Look, listen and stop

Young woman sitting at a computer with headphones taking an online course.

Some 1.4 million people have attempted suicide. That these numbers count “attempted” suicides is testament to the power individuals possess to prevent suicide if they pay attention to the signs and take swift and appropriate action. When you’re educated, you’re empowered. It’s why Aetna offers several training opportunities to employees, members and communities.

Partnering with the American Foundation for Suicide Prevention (AFSP), Aetna has made Talk Saves Lives, an instructor-led or online, self-paced training program, available to all CVS Health colleagues through its Employee Assistance Program (EAP). The digital version, which takes only about an hour to complete and has no need for prior knowledge or experience, is also available to Behavioral Health and Resources for Living members. The training enables learners to recognize signs of suicide ideation and engage in conversations with those appearing at risk or whom they are concerned about.
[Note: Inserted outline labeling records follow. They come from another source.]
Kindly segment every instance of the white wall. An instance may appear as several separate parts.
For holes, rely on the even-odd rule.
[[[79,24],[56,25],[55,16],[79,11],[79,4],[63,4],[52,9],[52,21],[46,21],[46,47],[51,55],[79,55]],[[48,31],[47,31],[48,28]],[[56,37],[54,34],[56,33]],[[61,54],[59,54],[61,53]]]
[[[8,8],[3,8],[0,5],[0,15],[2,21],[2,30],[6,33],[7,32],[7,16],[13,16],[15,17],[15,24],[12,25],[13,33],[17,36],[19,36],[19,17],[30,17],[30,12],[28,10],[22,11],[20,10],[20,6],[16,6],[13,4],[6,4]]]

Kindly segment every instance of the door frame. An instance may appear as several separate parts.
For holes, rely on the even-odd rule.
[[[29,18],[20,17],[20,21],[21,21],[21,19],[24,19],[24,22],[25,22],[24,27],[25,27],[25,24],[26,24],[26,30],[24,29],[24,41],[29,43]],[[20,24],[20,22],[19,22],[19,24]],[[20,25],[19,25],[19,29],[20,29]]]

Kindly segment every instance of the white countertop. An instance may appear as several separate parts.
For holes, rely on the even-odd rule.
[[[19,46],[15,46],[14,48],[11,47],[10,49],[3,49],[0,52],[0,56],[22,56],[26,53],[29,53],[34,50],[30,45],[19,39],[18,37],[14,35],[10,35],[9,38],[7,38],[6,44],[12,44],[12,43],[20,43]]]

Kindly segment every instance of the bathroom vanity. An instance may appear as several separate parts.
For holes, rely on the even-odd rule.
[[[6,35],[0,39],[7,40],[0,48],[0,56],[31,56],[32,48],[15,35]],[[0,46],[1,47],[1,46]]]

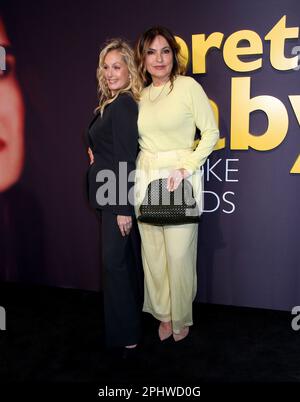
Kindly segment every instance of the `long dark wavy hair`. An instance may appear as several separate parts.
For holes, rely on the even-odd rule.
[[[154,26],[140,36],[135,48],[135,61],[138,68],[138,73],[144,86],[151,84],[152,78],[146,70],[145,57],[148,48],[156,36],[163,36],[168,42],[173,53],[173,67],[170,74],[172,90],[175,77],[179,74],[185,73],[185,66],[179,61],[180,45],[176,42],[174,34],[168,28],[163,26]]]

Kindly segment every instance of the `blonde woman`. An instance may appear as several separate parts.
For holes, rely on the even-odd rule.
[[[132,356],[139,340],[137,265],[132,250],[134,207],[130,190],[138,150],[140,81],[130,46],[105,45],[97,68],[99,105],[89,125],[89,201],[102,230],[106,341]]]
[[[174,35],[164,27],[150,28],[137,44],[137,65],[145,85],[138,118],[137,214],[147,185],[162,174],[168,178],[169,191],[183,178],[189,180],[201,211],[199,169],[212,152],[219,131],[202,87],[182,75],[179,50]],[[193,150],[196,127],[201,140]],[[193,324],[198,225],[139,223],[139,230],[145,274],[143,310],[160,321],[162,341],[172,334],[180,341]]]

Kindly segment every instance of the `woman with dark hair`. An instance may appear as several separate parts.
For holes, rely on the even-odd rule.
[[[203,209],[200,167],[213,151],[219,131],[202,87],[182,75],[179,52],[174,35],[164,27],[147,30],[136,47],[138,71],[145,85],[138,118],[137,215],[148,184],[162,177],[168,178],[169,191],[183,179],[190,181],[199,210]],[[201,140],[193,150],[196,127]],[[198,225],[139,222],[139,230],[145,274],[143,311],[160,321],[161,340],[172,334],[175,341],[182,340],[193,324]]]
[[[101,50],[97,80],[99,105],[88,130],[89,200],[101,219],[106,342],[122,347],[127,358],[140,336],[130,175],[138,149],[141,83],[133,50],[125,41],[112,40]]]

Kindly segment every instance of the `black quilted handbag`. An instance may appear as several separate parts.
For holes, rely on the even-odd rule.
[[[169,191],[167,181],[157,179],[148,184],[138,220],[157,226],[199,223],[199,208],[191,183],[184,179],[176,190]]]

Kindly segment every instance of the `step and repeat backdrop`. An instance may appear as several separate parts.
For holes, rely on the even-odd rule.
[[[0,280],[98,290],[85,132],[99,49],[170,28],[221,138],[204,166],[197,300],[300,301],[300,3],[7,1],[0,6]],[[5,56],[5,57],[4,57]]]

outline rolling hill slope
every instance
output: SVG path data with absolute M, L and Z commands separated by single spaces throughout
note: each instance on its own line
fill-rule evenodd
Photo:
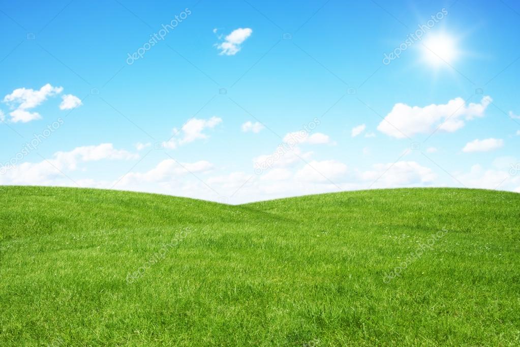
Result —
M 0 187 L 0 345 L 518 345 L 520 194 Z

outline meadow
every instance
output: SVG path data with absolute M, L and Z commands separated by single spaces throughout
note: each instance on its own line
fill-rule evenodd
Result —
M 0 187 L 0 345 L 520 345 L 520 194 Z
Many Aetna employees who interact with members as part of their jobs have been trained on a more intensive suicide prevention program called Mental Health First Aid. It’s an eight-hour, in-person course that teaches those enrolled how to spot the signs and symptoms of suicidal ideation and provides evidence-based approaches to intervening. On successful completion, attendees receive a certificate good for three years. In addition, Aetna customers who want to offer the course to their employees as part of their medical benefits can request that inclusion. The training is available virtually, so people can learn Mental Health First Aid from wherever they may be located. 

As adolescents and young adults are among the highest risk groups for suicide, Aetna is also partnering with AFSP and other industry experts to offer programs geared toward high school and college students. These programs focus on providing baseline information about the risk of suicide and how students can help their peers by paying attention to warning signs and knowing how to support each other in seeking help. 

Finally, Aetna is invested in finding solutions to bring targeted training programs to local communities across the nation to increase awareness and reach the goal of reducing suicide.